Follia razzista a Macerata, la procura pronta a chiedere il giudizio immediato per Luca Traini. Nominati consulenti per svolgere gli accertamenti sulle lesioni subite dalle sei persone ferite dal 29enne maceratese. I Ris di Roma svolgeranno accertamenti balistici. A fare il punto sulle indagini è il procuratore Giovanni Giorgio che contesta a Luca Traini il reato di strage per i fatti avvenuti a Macerata lo scorso 3 febbraio.

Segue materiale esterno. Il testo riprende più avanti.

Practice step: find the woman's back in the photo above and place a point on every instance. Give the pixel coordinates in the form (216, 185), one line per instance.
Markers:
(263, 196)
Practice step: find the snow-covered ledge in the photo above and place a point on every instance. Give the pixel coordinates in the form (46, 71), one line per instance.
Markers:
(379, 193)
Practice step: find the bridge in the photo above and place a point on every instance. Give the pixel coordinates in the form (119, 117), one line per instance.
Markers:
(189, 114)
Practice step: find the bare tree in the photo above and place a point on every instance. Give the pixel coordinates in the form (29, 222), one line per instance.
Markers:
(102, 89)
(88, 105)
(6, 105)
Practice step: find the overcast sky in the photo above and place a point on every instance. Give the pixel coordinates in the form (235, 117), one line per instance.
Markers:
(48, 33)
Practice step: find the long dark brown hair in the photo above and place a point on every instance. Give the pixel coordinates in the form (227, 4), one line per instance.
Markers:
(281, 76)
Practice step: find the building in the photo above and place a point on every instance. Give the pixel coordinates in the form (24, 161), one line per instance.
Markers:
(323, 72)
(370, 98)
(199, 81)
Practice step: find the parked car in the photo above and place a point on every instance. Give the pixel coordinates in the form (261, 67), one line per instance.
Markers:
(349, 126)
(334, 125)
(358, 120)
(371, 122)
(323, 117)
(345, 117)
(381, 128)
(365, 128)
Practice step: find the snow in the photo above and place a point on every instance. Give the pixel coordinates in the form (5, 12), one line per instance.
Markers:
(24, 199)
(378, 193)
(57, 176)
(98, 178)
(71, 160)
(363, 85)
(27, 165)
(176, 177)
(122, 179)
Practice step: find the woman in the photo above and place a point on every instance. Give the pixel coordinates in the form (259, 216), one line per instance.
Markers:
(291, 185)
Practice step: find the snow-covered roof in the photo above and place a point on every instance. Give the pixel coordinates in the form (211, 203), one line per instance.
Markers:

«Sono stati nominati i consulenti medico legali, in servizio presso l’istituto di medicina legale della locale Università – spiega il procuratore –, al fine di definire in modo preciso l’entità delle lesioni patite dai sei feriti ed al fine di acquisire ulteriori dati medico legali d’interesse al fine di articolare dettagliatamente le contestazioni da muovere al responsabile della contestata strage». C’è poi un altro fronte che è quello degli accertamenti balistici, che «sono stati devoluti al personale del Ris di Roma, da effettuarsi sulla base della pistola sequestrata all’indagato e dei numerosi bossoli rinvenuti da personale della Questura e del comando provinciale dei carabinieri di Macerata – dice il procuratore –. L’Ufficio intende procedere quanto prima nei confronti di Traini con richiesta di giudizio immediato dinanzi alla Corte di assise, in modo da giungere celermente alla celebrazione del processo ed alla sentenza di primo grado rispetto ad una condotta criminosa, posta in essere per odio razziale, valutata di particolare gravità». Il procuratore ha poi espresso, sia per questa indagine che per quella sulla morte di Pamela Mastropietro «il mio più sentito ringraziamento a quanti si stanno impegnando per garantire il più rapido ed il più completo svolgimento delle attività d’indagine in corso, con riferimento ad ambedue i citati procedimenti».